Three sets of numbers have emerged in recent weeks that bode ill for Democratic hopes to keep the U.S. Senate. The first came from new Federal Election Commission filings and news reports on campaign fundraising for the fourth quarter of 2013, and cash-on-hand on Dec. 31.
Seven states carried by Mitt Romney have Democratic senators whose seats are up in November. Overall in these states, the leading Republican candidates raised $6.5 million while their Democratic opponents—including four incumbents—raised $6.7 million during the last quarter. Five Republicans outraised their Democratic opponents, including in all three states (Montana, South Dakota and West Virginia) where the Democratic senators are leaving and in two of the four states (Alaska, Arkansas, Louisiana and North Carolina) where Democratic incumbents are trying to hold on.
Republicans also whittled away at the Democratic cash-on-hand advantage in these states. Democrats had an $18.5 million to $11.5 million cash advantage at the end of September. By the end of December, Democrats had roughly $21 million, Republicans $15.5 million.

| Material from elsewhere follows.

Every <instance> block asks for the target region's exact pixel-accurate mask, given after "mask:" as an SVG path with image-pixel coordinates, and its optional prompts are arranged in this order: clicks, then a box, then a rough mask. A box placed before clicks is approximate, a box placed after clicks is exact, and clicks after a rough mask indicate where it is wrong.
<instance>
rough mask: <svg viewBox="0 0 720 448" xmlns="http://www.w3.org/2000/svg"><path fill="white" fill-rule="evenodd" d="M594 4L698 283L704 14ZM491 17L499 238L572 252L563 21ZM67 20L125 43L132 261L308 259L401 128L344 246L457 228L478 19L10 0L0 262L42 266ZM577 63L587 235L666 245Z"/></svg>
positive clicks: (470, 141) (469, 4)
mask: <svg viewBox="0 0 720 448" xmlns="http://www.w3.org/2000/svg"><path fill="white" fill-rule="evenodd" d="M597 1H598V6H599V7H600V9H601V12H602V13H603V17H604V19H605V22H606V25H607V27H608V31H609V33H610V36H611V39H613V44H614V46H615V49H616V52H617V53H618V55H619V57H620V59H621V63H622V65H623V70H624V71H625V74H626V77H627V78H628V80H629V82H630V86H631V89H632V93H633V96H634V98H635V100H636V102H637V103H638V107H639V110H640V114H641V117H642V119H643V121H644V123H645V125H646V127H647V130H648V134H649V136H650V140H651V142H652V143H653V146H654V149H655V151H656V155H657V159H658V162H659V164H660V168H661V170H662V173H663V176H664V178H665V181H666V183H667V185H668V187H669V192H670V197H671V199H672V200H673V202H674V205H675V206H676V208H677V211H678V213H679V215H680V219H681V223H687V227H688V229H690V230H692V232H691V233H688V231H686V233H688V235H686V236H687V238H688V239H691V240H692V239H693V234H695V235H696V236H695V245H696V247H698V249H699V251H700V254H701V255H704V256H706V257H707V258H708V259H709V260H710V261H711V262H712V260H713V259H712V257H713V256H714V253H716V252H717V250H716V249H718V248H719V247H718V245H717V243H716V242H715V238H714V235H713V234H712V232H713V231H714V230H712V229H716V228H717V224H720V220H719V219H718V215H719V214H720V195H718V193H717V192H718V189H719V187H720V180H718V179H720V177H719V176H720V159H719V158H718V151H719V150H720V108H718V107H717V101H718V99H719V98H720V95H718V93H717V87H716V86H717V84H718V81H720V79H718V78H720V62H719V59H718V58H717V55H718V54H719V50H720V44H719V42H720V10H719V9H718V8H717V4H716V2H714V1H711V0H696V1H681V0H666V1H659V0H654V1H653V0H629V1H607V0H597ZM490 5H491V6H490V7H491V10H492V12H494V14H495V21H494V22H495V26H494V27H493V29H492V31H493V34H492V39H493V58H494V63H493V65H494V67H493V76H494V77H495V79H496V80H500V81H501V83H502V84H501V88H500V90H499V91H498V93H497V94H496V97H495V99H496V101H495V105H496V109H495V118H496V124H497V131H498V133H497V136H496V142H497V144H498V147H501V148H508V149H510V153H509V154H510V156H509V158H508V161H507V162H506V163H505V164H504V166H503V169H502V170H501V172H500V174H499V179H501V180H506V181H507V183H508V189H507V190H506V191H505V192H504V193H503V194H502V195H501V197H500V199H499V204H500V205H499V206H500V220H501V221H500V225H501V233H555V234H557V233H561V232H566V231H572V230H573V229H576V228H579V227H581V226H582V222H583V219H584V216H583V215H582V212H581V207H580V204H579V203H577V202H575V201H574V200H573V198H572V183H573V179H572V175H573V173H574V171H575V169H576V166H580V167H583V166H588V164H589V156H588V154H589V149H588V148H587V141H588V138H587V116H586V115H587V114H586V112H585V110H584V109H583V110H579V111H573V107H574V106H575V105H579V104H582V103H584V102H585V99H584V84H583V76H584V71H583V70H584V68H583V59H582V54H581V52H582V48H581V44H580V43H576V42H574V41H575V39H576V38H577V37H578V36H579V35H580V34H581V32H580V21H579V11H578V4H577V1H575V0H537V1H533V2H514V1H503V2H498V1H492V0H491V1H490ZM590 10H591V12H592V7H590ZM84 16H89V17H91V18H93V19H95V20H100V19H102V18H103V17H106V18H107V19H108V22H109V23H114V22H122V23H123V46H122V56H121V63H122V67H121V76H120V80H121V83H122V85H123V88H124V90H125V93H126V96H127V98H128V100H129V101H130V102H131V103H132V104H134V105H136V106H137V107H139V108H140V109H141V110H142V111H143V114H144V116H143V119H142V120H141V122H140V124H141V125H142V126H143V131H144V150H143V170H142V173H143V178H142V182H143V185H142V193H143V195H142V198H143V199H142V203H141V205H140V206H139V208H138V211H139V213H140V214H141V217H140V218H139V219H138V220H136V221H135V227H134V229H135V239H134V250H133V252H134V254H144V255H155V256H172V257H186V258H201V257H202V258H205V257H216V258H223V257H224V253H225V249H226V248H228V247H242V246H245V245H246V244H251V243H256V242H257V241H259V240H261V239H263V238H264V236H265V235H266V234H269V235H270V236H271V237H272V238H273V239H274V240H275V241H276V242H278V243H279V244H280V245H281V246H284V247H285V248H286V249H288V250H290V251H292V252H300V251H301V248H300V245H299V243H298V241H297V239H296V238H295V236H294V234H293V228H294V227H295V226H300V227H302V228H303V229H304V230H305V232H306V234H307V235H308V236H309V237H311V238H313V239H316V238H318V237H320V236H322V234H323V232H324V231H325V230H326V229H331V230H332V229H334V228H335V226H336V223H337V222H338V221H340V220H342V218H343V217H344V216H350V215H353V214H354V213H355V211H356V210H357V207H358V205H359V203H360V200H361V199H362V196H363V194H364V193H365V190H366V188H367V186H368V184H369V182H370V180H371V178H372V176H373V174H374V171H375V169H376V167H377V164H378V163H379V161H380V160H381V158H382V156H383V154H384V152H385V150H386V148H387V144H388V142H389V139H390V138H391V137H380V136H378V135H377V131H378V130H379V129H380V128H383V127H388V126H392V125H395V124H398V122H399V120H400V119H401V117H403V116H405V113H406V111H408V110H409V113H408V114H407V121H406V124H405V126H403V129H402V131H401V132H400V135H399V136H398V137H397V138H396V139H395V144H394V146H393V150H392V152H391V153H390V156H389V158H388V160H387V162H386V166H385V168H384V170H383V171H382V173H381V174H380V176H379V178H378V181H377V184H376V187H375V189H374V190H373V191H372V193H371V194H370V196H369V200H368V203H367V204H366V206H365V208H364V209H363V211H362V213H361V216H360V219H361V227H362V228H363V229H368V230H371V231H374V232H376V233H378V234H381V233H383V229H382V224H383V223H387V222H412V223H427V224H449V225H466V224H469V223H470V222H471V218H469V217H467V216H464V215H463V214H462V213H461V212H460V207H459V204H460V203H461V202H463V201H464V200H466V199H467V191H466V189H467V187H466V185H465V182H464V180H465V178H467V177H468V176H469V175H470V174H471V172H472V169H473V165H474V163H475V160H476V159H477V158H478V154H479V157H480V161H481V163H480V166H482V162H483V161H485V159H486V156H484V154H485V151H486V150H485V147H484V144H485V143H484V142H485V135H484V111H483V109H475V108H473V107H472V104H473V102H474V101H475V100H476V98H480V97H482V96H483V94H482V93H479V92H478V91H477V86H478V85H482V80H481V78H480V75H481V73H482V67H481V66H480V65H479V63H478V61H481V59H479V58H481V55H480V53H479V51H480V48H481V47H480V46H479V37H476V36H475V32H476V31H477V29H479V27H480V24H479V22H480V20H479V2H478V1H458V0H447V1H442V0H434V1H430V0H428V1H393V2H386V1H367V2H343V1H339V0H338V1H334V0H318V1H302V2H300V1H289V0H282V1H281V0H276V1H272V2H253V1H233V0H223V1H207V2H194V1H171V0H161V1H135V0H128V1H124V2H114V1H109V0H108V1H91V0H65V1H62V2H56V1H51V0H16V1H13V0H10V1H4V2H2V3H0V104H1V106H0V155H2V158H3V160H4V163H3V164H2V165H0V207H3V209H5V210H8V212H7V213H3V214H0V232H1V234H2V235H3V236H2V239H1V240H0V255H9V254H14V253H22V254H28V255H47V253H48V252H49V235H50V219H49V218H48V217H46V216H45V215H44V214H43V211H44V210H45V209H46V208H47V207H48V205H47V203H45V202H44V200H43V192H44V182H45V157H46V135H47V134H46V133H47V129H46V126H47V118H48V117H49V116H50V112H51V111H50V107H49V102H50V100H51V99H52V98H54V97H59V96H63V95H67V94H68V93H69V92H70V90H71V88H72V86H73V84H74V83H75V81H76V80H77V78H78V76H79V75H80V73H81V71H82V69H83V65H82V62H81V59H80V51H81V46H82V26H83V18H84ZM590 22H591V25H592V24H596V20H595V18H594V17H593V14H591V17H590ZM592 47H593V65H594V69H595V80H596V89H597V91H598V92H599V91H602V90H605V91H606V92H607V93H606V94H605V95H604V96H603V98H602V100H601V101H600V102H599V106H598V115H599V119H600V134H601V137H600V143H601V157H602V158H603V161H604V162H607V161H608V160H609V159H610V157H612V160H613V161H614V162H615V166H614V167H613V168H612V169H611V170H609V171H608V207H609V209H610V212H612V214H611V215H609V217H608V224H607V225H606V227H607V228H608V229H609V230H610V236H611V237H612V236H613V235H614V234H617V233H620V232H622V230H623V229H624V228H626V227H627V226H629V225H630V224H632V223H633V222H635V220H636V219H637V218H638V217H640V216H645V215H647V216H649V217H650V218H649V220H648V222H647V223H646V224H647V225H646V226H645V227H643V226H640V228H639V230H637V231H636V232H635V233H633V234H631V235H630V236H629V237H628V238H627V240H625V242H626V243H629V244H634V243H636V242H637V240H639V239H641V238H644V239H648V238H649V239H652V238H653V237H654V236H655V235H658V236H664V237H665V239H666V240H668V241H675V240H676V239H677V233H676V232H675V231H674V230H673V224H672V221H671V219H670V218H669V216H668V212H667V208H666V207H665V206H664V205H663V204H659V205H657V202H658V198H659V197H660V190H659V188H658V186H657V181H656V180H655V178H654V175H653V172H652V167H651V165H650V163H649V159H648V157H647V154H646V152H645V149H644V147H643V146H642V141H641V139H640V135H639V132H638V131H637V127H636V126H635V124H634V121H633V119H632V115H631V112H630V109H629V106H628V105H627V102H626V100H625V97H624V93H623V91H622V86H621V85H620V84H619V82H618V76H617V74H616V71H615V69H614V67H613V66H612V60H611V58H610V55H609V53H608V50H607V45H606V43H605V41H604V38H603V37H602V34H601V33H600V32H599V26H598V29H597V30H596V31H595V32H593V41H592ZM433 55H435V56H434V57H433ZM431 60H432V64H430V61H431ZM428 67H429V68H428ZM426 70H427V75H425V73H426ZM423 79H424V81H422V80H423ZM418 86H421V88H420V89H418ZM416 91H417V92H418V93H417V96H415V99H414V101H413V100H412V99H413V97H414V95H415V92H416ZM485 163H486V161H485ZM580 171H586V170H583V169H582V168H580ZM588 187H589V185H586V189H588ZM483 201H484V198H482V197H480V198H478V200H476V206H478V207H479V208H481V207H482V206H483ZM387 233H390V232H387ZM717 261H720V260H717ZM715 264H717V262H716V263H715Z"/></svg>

The second troubling number for Democrats is Gallup’s presidential job-approval rating, which was 42% the week ending last Sunday. The president’s average approval in these seven Senate states is roughly 36%. If that’s the case on Election Day, he will likely sink his party’s candidates, who probably cannot run more than five points ahead of Mr. Obama’s rating.
Then there is the nonpartisan Congressional Quarterly’s summary of last year’s legislative voting patterns. The four red state Democratic senators running for re-election gave Mr. Obama’s policies almost perfect support, led by Louisiana’s Mary Landrieu and Alaska’s Mark Begich at 97%, followed by North Carolina’s Kay Hagan at 96% and Arkansas’s Mike Pryor at 90%.